I might write a post about this, if I do, I will let you know. It's an interesting topic I have been working on recently.



C*heers,

-----------------------

Alain Rodriguez - @arodream - alain@thelastpickle.com

France



The Last Pickle - Apache Cassandra Consulting

http://www.thelastpickle.com










2017-04-21 10:44 GMT+02:00 Oskar Kjellin &lt;oskar.kjellin@gmail.com&gt;:

If I have a table like this:



PRIMARY KEY ((userid),deviceid)



And I query

SELECT * FROM devices where userid= ? and deviceid = ?



Will cassandra read the entire partition for the userid? So if I lots of tombstones for userid, will they get scanned?



I guess this depends on how the bloomfilter is working. Does it contain partitioning key or primary key?



We're using 2.0.17 if it matters.



/Oskar










Re: Will query on PK read entire partition?

Posted by Alain RODRIGUEZ <ar...@gmail.com>.
Hi Oskar,

My guess (wait for confirmation maybe): When you read from a primary key +
specific clustering key or (range of clustering keys), Apache Cassandra
will look for these specific values and not read all the row. Yet it is
important to know that a minimal block size of 64 KB is read from the disk
(not configurable in C* 2.0). Or if the table is compressed, the minimal
read size is a chunk, for which you can manually set the size. That's why
when using small rows, it is sometimes interesting to enable compression,
even if you don't care about the data size... This all has been improved a
bit in 2.1 / 2.2 and greatly in C* 3.0+.

I might write a post about this, if I do, I will let you know.

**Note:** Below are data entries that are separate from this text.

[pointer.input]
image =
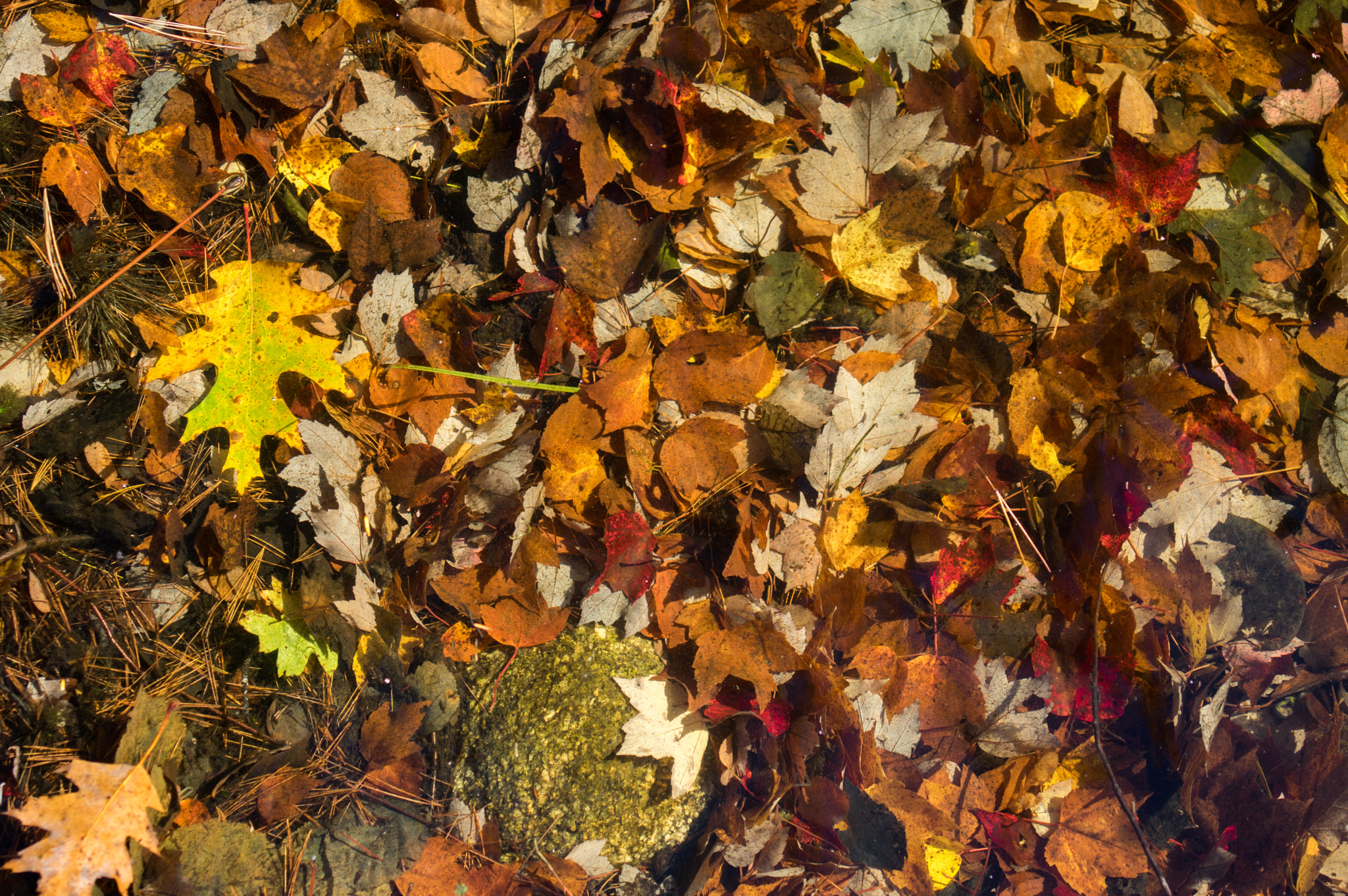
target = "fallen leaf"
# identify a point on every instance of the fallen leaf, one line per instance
(88, 829)
(751, 651)
(298, 72)
(248, 334)
(166, 176)
(76, 170)
(725, 368)
(391, 122)
(603, 258)
(100, 64)
(665, 728)
(394, 760)
(1093, 840)
(630, 565)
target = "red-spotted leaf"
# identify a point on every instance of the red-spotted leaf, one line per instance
(572, 322)
(100, 64)
(1072, 684)
(630, 566)
(1147, 190)
(960, 566)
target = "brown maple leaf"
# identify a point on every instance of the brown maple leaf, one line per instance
(299, 72)
(90, 828)
(1147, 190)
(386, 741)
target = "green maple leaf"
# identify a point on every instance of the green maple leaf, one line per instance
(288, 636)
(1239, 247)
(251, 339)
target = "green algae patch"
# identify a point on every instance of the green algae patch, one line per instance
(544, 759)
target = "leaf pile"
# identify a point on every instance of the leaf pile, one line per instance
(956, 393)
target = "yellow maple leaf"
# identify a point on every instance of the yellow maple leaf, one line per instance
(90, 828)
(251, 339)
(873, 259)
(850, 542)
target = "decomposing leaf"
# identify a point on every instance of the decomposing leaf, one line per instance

It's an
interesting topic I have been working on recently.

C*heers,
-----------------------
Alain Rodriguez - @arodream - alain@thelastpickle.com
France

The Last Pickle - Apache Cassandra Consulting
http://www.thelastpickle.com



2017-04-21 10:44 GMT+02:00 Oskar Kjellin <os...@gmail.com>:

> If I have a table like this:
>
> PRIMARY KEY ((userid),deviceid)
>
> And I query
> SELECT * FROM devices where userid= ? and deviceid = ?
>
> Will cassandra read the entire partition for the userid? So if I lots of
> tombstones for userid, will they get scanned?
>
> I guess this depends on how the bloomfilter is working. Does it contain
> partitioning key or primary key?
>
> We're using 2.0.17 if it matters.
>
> /Oskar
>